691. Stickers to Spell Word

Problem

We are given n different types of stickers. Each sticker has a lowercase English word on it.

You would like to spell out the given string target by cutting individual letters from your collection of stickers and rearranging them. You can use each sticker more than once if you want, and you have infinite quantities of each sticker.

Return **the minimum number of stickers that you need to spell out **target. If the task is impossible, return -1.

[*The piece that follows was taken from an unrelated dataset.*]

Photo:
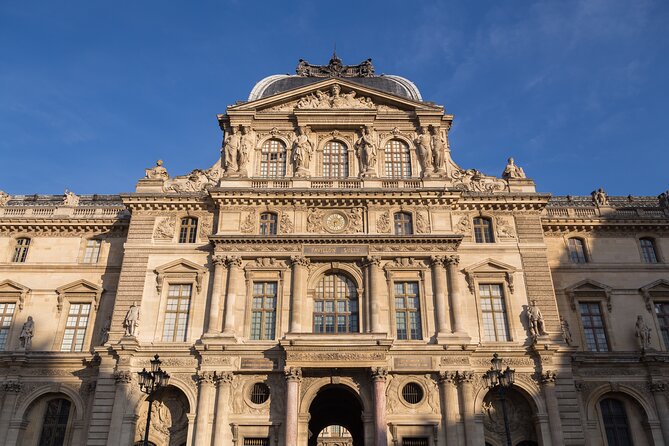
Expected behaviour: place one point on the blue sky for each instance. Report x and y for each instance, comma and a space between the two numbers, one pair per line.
93, 92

Note: In all test cases, all words were chosen randomly from the 1000 most common US English words, and target was chosen as a concatenation of two random words.

  Example 1:

Input: stickers = ["with","example","science"], target = "thehat"
Output: 3
Explanation:
We can use 2 "with" stickers, and 1 "example" sticker.
After cutting and rearrange the letters of those stickers, we can form the target "thehat".
Also, this is the minimum number of stickers necessary to form the target string.

Example 2:

Input: stickers = ["notice","possible"], target = "basicbasic"
Output: -1
Explanation:
We cannot form the target "basicbasic" from cutting letters from the given stickers.

  Constraints:

• n == stickers.length

• 1 <= n <= 50

• 1 <= stickers[i].length <= 10

• 1 <= target.length <= 15

• stickers[i] and target consist of lowercase English letters.

Solution

class Solution {
    public int minStickers(String[] stickers, String target) {
        int n = target.length();
        int m = 1 << n;
        int[] dp = new int[m];
        Arrays.fill(dp, Integer.MAX_VALUE);
        dp[0] = 0;

        for(int i = 0; i < m; i++) {
            if(dp[i] == Integer.MAX_VALUE) {
                continue;
            }
            // i....j;
            for(String sticker: stickers) {
                int j = findNextStatus(i, sticker, target);
                dp[j] = Math.min(dp[j], dp[i] + 1);
            }
        }
        return dp[m - 1] == Integer.MAX_VALUE ? -1 : dp[m - 1];
    }

    public int findNextStatus(int status, String s, String target) {
        int n = target.length();
        char[] ss = s.toCharArray();
        for(char schar : ss) {
            for(int k = 0; k < n; k++) {
                if(((status >> k) & 1) == 0 && target.charAt(k) == schar) {
                    status += (1 << k);
                    break;
                }
            }
        }
        return status;
    }
}

Explain:

nope.

Complexity:

• Time complexity : O(n).
• Space complexity : O(n).